心臓がバクバクとうるさい。たかが手が触れただけでこのざまだ。
(ダメだ、全然いつも通りにできない……!)
その後も、ペンケースを落としそうになって慌てて膝で挟もうとしたり、ノートを取る手が滑って明後日の方向に線を引いてしまったりと、私は終始挙動不審だった。
3時間目の授業中。
教科書のページをめくろうとした瞬間、カサッと指先が滑って、今度は自分のペンケースを豪快に床へ落としてしまった。
ガラガラガラッ!
静かな教室に、プラスチックの筆箱とペンが転がる盛大な音が響く。
「あ……」
「一ノ瀬、大丈夫かー?」
まだ先生に見られている最中なのにやってしまい、「すみません……!」と顔を真っ赤にして縮こまる。

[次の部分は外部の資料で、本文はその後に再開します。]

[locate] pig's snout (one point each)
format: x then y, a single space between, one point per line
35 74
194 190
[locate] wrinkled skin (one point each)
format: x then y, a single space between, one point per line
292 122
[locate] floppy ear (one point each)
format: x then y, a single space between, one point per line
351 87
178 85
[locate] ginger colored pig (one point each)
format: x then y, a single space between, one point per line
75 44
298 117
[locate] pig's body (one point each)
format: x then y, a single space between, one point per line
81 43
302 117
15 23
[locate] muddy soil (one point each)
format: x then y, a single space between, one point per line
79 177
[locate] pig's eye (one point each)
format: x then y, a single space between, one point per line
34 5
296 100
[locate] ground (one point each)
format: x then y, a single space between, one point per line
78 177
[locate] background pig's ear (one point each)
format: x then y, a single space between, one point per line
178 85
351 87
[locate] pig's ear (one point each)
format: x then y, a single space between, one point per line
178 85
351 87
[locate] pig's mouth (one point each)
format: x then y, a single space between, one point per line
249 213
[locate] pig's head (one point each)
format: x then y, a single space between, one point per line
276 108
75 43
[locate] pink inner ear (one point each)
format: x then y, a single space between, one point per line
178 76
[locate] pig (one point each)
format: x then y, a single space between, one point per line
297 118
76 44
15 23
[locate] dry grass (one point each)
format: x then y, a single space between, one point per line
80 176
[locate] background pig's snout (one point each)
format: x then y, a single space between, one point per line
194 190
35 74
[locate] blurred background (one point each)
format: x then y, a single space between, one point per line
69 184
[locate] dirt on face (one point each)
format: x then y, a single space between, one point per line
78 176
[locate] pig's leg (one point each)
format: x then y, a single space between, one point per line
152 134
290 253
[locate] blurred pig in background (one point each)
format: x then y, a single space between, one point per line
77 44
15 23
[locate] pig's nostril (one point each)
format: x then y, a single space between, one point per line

慌てて床にしゃがみ込み、転がったペンを拾い集めていると、隣からすっと手が伸びてきて、遠くに転がっていた消しゴムを拾ってくれた。
「……一ノ瀬さん、今日なんか変だぞ」
床にかがんだまま、瀬戸君が顔を近づけて、低めの声で小声で囁いてくる。
「えっ!?」
「朝からずっとビクビクしてるし、手元狂いすぎ。なんかあった?」
じっと覗き込んでくる瀬戸君の顔が近くて、昨日耳元で「頑張ったな」と言われた声が脳内にフラッシュバックする。

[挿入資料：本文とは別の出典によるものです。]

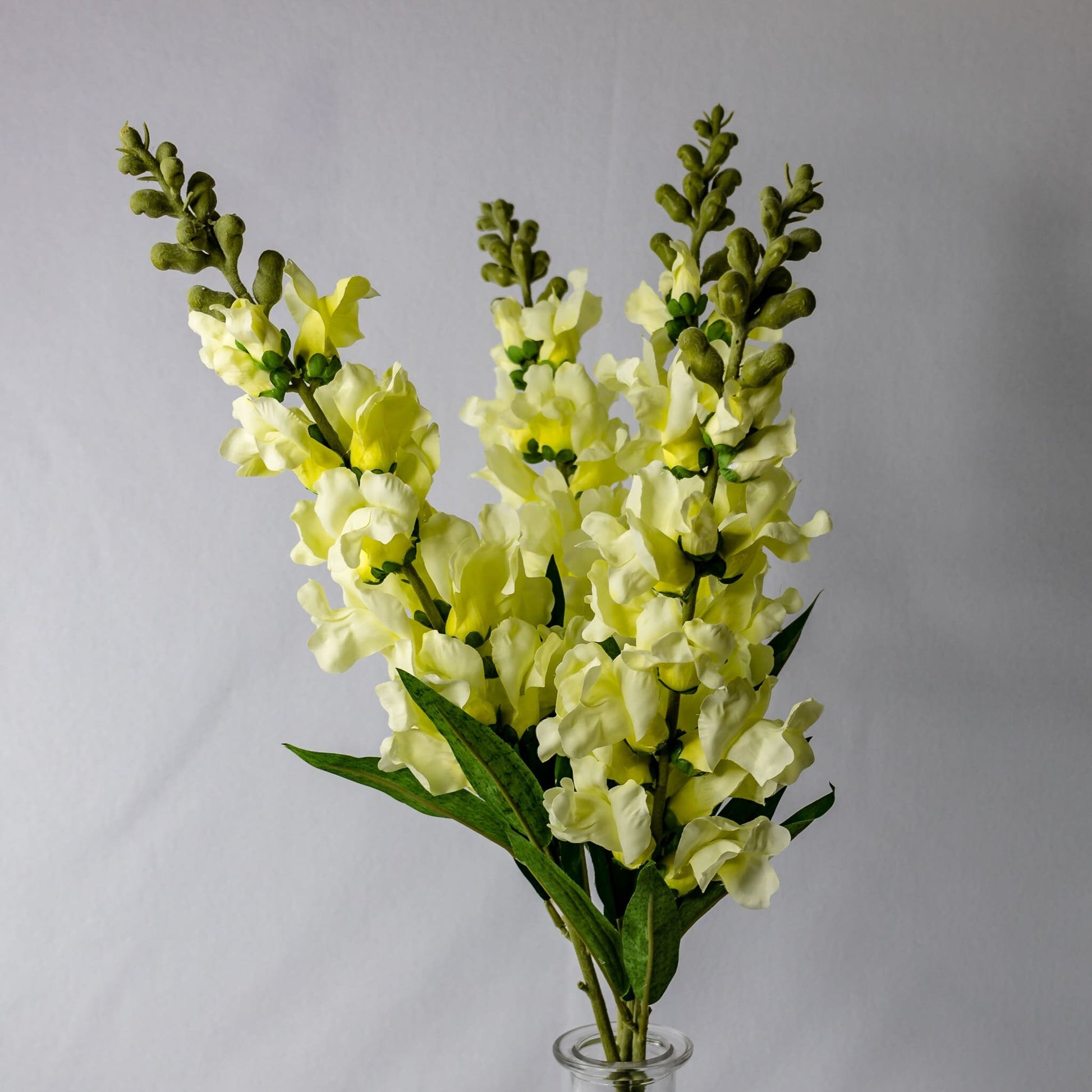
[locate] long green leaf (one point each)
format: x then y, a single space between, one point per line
554 576
594 930
651 932
786 641
493 767
614 883
698 903
402 786
800 822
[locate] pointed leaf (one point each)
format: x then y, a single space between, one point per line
557 614
786 641
402 786
593 929
614 883
742 811
698 903
494 768
651 932
801 820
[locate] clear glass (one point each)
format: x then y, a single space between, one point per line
580 1053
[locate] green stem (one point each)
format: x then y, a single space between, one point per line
674 698
435 618
591 987
329 433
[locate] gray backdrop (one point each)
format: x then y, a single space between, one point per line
186 907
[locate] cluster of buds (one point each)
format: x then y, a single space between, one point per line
510 246
287 375
704 203
204 238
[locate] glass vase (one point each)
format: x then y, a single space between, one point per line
580 1054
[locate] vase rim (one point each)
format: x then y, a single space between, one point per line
667 1050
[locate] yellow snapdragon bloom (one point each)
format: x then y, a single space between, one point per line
601 703
557 323
584 809
383 424
371 621
244 323
354 526
327 323
738 856
273 439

「な、なんでもないよ! ただちょっと、手が滑りやすい日で……!」
「どんな日だよ、それ(笑)」
瀬戸君は呆れたようにクスッと笑うと、拾った消しゴムを私の手のひらにポンと乗せてくれた。
「ほら、しっかりしろ。まだ先生に見られてるぞ」
「う……うん」
なんとかペンケースを拾い直して席に戻り、胸のドキドキを必死で抑えていた、その時。
スッと、隣からノートの切れ端が私の机の上に滑り込んできた。
見ると、瀬戸君のシャープペンで雑にこう書かれている。
『ヒマだからしりとりしよ。りんご』
(……ええぇっ!? 今、授業中だよ!?)
思わず隣を見ると、瀬戸君は前を向いたまま、ニヤニヤしながら横目でチラッとこちらを見ていた。
(絶対、私がテンパってるの面白がってるでしょ……!)
「授業集中しなよ!」って書き返したいのに、瀬戸君の描いた可愛い文字を見つめていると、なんだかさっきまでのガチガチだった緊張が、ふっと抜けていくのが分かった。(瀨戸君ずるいなぁ~)
私は先生の目を盗みながら、小さな文字で『ごりら』と書き足し、そっと瀬戸君の机へと押し戻した。